Y así continuó el arreglo de libros, ambos con demoníaca paciencia, el secretario, olvidándose siempre y empeñado en multiplicar al margen del papel y su jefe deteniéndolo con la mano para ir a una cuenta clara y sobre todo honesta.

– Aquí tiene usted sus libros en forma -me dijo mi hombre al final de cuatro largas horas, pero sonriendo siempre con sus grandes ojos de pájaro inocente.

Nada más me queda por decirle. Permanecí nueve meses escasos allá, pues mi hígado me llevó otra vez a España. Más tarde, mucho después, vine aquí, como contador de una empresa… El resto ya lo sabe. En cuanto a aquel singular muchacho, nunca he vuelto a saber nada de él… Supongo que habrá solucionado al fin el misterio de por qué su chocolate, hecho con elementos de primera, había salido tan malo…

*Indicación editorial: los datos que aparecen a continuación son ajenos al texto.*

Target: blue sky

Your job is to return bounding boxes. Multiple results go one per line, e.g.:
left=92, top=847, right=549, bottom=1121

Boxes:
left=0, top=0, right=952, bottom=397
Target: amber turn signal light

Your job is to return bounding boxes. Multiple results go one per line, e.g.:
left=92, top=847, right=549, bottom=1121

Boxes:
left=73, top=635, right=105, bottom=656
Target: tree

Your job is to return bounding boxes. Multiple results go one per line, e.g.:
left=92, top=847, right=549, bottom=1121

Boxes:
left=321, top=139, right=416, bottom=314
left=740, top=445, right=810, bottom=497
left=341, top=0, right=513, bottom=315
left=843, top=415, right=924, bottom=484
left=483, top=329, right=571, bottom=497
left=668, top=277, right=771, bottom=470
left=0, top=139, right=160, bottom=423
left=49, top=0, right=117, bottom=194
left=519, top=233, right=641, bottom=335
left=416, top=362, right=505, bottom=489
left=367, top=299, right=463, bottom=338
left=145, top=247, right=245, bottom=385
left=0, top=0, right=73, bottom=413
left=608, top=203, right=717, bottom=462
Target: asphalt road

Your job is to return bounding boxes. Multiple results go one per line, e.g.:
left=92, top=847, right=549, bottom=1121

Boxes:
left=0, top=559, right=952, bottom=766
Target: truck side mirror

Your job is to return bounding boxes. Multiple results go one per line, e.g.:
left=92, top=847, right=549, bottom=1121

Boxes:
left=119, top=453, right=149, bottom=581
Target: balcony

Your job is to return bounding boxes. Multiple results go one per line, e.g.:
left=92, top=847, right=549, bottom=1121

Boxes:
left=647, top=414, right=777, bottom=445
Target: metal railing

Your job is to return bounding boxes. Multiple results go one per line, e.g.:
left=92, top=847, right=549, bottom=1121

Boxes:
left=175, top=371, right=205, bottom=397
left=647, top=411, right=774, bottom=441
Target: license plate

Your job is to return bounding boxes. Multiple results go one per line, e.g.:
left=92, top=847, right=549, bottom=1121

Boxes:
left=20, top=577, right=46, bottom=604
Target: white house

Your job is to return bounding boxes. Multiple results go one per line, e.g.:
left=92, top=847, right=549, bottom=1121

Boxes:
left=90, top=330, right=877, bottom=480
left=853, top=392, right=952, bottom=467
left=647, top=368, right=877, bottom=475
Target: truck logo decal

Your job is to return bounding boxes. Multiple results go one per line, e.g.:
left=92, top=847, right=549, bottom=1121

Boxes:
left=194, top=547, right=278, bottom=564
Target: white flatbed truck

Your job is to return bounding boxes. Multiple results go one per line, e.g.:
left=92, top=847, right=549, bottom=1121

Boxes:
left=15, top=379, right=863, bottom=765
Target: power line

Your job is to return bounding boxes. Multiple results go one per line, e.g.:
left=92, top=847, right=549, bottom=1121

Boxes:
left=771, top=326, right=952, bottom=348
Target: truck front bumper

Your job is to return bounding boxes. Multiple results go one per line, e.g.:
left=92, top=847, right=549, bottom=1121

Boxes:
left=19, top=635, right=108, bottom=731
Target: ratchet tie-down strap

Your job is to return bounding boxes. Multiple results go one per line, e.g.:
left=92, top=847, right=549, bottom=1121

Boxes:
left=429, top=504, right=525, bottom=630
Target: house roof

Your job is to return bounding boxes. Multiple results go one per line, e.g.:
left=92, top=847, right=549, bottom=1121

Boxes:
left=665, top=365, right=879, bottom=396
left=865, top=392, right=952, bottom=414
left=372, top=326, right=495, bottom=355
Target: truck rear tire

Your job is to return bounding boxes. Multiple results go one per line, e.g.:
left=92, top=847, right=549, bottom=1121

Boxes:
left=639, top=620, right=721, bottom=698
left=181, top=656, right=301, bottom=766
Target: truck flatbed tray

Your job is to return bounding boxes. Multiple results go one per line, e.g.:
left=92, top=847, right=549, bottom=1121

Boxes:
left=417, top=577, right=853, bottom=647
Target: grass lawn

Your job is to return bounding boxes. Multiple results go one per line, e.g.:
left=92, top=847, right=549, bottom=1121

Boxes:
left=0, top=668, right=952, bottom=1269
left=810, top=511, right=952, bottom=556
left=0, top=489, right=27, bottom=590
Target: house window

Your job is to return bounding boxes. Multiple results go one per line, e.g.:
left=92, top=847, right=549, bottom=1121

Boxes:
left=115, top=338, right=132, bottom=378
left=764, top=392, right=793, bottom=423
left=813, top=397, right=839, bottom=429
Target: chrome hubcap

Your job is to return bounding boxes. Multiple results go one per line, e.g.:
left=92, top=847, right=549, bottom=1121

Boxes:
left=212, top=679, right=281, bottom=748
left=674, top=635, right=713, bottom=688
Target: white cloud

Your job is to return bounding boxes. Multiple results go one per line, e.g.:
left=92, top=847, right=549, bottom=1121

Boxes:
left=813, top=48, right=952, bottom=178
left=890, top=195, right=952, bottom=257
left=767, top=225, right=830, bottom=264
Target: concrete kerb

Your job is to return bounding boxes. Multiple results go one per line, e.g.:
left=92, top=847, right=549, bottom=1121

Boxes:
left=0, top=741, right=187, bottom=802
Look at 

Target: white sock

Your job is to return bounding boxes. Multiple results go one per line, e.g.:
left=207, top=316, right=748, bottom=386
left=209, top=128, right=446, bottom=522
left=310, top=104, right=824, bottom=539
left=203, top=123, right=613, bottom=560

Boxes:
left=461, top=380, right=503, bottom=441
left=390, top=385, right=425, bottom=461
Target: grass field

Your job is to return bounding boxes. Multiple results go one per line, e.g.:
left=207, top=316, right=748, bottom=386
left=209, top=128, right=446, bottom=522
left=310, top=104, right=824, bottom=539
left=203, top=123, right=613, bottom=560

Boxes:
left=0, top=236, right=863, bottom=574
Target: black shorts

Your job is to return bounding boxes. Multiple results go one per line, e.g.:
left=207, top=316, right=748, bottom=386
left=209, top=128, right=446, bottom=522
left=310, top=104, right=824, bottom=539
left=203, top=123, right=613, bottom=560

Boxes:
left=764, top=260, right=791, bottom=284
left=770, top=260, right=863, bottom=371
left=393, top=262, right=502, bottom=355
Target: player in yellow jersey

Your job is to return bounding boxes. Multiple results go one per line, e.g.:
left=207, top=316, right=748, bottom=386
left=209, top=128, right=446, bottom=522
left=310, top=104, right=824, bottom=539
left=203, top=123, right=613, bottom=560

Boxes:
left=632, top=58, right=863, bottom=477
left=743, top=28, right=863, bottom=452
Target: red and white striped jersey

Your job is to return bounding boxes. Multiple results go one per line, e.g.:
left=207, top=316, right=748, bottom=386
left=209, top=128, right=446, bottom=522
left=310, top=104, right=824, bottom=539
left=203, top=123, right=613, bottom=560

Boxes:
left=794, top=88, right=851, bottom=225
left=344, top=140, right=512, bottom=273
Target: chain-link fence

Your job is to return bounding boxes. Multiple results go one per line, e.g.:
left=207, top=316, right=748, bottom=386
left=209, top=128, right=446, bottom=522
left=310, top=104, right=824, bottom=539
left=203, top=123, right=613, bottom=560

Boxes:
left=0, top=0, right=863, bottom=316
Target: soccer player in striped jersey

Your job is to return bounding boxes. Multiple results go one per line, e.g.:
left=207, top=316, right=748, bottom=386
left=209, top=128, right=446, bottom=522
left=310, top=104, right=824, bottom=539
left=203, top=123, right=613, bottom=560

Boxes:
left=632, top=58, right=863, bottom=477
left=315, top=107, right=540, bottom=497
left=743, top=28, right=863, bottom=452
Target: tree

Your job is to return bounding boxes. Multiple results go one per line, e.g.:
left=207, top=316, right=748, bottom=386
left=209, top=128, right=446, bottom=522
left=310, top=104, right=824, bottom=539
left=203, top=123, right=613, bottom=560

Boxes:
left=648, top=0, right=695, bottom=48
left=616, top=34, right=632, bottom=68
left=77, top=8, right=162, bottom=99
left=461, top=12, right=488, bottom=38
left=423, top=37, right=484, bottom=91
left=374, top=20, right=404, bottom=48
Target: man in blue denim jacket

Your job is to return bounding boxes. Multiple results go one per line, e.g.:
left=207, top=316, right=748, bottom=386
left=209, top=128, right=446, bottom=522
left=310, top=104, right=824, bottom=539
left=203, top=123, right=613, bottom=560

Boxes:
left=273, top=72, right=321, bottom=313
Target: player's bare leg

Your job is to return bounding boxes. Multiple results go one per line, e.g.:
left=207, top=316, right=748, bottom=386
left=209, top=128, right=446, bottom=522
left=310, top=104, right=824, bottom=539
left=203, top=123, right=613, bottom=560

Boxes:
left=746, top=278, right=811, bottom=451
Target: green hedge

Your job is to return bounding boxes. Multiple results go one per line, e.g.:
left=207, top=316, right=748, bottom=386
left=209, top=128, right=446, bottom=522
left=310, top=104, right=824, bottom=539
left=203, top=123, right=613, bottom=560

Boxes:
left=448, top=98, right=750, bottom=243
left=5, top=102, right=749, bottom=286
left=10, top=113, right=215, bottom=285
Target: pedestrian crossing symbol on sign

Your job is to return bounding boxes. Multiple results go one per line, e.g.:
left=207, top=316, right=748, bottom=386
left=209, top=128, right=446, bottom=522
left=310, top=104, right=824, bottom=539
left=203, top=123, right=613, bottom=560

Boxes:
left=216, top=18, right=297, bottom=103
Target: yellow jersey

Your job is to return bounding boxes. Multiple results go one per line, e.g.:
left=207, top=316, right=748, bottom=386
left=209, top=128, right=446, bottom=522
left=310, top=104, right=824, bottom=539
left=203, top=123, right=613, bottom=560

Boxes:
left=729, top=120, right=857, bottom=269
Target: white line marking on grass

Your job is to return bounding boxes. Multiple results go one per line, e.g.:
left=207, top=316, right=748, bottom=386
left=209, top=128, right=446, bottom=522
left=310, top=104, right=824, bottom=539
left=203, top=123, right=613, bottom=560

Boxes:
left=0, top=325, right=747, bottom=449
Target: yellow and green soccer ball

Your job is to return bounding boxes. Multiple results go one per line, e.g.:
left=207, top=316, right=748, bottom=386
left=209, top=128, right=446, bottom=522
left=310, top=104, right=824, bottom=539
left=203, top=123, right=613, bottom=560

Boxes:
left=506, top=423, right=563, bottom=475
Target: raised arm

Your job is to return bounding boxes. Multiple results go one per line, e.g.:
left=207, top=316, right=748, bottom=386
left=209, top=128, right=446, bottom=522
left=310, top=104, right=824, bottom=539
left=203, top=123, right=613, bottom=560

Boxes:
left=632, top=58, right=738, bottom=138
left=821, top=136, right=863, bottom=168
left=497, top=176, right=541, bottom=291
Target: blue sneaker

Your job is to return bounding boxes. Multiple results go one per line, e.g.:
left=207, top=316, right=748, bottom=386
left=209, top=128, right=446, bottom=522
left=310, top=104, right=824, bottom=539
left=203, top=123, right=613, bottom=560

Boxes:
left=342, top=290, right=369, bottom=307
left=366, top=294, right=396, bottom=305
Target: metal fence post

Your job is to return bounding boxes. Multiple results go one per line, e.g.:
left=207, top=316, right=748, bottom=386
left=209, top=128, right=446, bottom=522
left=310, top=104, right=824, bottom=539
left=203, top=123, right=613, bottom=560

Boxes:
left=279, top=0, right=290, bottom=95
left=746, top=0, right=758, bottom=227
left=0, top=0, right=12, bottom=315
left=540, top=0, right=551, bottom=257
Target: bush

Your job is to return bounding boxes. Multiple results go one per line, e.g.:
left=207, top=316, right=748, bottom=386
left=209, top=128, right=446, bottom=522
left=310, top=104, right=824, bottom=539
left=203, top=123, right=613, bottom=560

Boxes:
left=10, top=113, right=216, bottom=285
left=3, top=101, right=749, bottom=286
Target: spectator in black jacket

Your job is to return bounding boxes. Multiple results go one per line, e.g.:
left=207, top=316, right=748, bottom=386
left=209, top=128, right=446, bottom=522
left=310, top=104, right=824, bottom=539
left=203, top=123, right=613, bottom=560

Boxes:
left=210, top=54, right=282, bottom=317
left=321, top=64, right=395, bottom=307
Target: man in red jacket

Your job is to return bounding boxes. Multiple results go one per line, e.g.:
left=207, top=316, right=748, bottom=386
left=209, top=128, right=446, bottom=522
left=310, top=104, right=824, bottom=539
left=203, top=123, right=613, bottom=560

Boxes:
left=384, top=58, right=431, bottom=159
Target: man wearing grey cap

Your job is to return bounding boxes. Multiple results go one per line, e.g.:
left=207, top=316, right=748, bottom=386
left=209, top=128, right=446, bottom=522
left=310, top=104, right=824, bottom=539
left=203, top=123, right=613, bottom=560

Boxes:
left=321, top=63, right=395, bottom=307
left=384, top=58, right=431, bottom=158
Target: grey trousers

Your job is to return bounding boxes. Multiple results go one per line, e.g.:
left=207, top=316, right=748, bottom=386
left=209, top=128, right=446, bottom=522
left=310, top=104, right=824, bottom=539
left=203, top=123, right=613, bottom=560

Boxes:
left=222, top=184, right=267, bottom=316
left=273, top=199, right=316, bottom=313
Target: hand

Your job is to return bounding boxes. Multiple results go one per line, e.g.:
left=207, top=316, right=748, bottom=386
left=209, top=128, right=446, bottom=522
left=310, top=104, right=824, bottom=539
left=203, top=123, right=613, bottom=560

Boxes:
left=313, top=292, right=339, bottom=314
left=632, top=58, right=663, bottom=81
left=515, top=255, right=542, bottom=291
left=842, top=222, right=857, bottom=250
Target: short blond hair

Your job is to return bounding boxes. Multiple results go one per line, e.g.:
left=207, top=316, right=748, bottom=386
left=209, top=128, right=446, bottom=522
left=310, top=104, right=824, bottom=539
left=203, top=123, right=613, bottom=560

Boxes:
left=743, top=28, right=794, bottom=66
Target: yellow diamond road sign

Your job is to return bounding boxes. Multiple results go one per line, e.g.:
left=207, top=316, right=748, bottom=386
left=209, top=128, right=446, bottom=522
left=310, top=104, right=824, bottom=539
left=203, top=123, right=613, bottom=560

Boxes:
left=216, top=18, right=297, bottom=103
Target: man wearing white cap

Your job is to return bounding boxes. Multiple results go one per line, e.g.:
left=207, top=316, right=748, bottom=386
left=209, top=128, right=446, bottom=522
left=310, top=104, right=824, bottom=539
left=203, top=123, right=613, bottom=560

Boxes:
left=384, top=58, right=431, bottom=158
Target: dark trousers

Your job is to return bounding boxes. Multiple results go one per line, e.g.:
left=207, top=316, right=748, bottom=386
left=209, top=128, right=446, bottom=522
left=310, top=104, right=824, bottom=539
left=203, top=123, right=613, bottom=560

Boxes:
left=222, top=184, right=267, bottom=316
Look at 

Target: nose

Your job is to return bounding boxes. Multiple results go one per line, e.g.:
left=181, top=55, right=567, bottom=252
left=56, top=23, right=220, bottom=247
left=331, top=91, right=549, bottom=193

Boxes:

Y en cuanto a la influencia del personaje… ya sabe mi actuación de encargado escolar… Jamás, entre paréntesis, marcharon mejor los asuntos de la escuela… Créame: las tres cuartas partes de las ideas del peregrino mozo son ciertas… Incluso las matemáticas…

Yo agrego ahora: las matemáticas, no sé; pero en el resto -Dios me perdone- le sobraba razón. Así, al parecer, lo comprendió también la Ad ministración, rehusando admitirme en el manejo de su delicado mecanismo.